Informal committee and small group negotiating sessions were held continuously during the session to discuss other aspects of vessel source pollution. Large numbers of amendments were suggested, most of which would upset the delicate balance between coastal and port state powers to protect the environment and the rights of navigation. With few exceptions, the amendments received little support and the existing text was confirmed.
A new paragraph relating to coastal state rights to establish standards in special areas of the economic zone was negotiated and generally agreed. The text clarifies the procedure for establishing such standards and assigns a major role to the competent international organization (Intergovernmental Maritime Consultative Organization). . . .
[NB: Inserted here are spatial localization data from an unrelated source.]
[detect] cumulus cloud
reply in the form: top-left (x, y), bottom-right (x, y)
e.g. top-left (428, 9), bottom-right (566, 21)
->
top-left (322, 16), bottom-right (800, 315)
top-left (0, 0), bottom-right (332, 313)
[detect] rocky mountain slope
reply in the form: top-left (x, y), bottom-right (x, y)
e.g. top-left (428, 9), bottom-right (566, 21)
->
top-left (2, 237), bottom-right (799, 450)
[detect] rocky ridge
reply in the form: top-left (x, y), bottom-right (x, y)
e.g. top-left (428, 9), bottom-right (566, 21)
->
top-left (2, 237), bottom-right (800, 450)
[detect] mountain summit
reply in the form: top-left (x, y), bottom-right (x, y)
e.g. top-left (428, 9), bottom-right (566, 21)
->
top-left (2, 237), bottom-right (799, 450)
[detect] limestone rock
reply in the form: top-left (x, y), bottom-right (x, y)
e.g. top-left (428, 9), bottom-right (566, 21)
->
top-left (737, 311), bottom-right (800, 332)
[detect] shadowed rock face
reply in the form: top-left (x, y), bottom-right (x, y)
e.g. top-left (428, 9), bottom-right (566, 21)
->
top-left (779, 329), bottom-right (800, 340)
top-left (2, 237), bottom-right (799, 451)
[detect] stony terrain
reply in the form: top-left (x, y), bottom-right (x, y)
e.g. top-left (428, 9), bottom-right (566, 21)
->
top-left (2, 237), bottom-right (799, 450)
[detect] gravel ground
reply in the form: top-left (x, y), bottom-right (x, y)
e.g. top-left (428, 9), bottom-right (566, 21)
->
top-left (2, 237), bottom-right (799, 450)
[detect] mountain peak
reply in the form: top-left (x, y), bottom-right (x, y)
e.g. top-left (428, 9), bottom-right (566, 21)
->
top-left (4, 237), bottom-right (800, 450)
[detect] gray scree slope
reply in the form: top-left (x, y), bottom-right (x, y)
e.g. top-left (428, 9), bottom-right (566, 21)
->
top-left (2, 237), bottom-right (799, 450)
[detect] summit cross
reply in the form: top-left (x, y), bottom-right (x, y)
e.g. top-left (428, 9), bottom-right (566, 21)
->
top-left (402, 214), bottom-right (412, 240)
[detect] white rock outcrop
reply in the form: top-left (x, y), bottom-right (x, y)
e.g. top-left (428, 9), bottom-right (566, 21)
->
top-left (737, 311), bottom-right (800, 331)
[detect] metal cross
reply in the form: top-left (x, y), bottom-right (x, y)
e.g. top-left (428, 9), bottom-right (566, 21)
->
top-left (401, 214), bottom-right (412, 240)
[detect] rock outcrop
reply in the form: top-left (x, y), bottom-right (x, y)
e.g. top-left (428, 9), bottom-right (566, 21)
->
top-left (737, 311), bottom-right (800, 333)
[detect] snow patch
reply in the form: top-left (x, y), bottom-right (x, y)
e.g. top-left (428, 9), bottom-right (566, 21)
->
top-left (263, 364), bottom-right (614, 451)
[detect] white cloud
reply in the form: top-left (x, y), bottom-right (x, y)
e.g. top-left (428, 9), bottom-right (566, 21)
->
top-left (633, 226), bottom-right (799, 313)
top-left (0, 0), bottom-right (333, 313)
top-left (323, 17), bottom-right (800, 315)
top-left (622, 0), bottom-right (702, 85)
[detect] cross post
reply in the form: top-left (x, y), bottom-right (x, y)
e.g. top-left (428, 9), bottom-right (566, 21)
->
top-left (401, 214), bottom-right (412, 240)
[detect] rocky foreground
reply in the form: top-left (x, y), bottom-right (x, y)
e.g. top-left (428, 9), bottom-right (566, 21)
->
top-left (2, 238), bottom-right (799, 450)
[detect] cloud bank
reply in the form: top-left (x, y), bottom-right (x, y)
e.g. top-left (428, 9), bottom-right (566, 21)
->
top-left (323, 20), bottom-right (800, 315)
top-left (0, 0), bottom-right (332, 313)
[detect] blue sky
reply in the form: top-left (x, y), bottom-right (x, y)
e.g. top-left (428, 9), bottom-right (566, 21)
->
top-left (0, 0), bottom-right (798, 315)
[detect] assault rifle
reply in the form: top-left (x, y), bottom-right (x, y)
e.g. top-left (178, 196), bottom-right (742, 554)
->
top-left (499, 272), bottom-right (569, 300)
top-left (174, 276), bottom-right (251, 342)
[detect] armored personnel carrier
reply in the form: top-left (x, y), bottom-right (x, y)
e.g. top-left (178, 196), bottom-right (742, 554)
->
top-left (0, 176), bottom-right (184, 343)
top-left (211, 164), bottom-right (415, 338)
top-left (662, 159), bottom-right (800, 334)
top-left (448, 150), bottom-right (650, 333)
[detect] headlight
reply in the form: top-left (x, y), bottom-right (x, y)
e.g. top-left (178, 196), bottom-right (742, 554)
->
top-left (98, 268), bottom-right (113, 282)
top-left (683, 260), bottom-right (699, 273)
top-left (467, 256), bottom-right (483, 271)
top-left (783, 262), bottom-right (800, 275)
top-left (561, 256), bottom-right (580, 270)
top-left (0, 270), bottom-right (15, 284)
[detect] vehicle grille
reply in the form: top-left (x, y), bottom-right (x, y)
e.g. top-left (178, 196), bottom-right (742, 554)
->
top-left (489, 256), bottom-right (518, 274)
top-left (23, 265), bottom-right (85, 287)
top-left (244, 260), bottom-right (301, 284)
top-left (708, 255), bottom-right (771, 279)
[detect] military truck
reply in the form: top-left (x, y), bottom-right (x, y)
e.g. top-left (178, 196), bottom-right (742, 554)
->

U.S. Delegation Report, 3d U.N. Conference on the Law of the Sea, 5th Sess., Aug. 2-Sept. 17, 1976, pp. 15/16, Dept. of State File D/LOS. For the RSNT produced at the 4th Sess., see U.N. Doc. A/CONF.62/WP.8/Rev. 1/Part III, May 6, 1976, pp. 5-23.
Marine Vessel Pollution
On December 13, 1976, the U.S. Coast Guard issued revised regulations designed to reduce pollution from seagoing U.S. tank vessels engaged in foreign trade and foreign tank vessels carrying oil into U.S. waters. The new regulations constitute part 157 of title 33, Code of Federal Regulations, with an effective date of April 1, 1977, except for certain existing vessels. The regulations extend pollution prevention regulations previously in effect for U.S. tank vessels in domestic trade.
The revised rules require new and existing foreign vessels entering U.S. ports to meet the same design and equipment requirements as new and existing U.S. tank vessels, including provisions for segregated ballast on new tankers over 70,000 deadweight tons.
The operating requirements for foreign vessels and U.S. vessels continue to differ. Regulations governing discharge of oily mixtures from U.S. vessels on the high seas were not applied to foreign ships on the high seas because of U.S. jurisdictional limits.
There is a segregated ballast requirement for new foreign and U.S. vessels, designed to reduce the number of oil spills from tanker collisions and groundings. A regulation for new vessels requires slop tanks for consolidating waste from tank washings, oil residues, and dirty ballast residues, and tanks for collecting oil residue.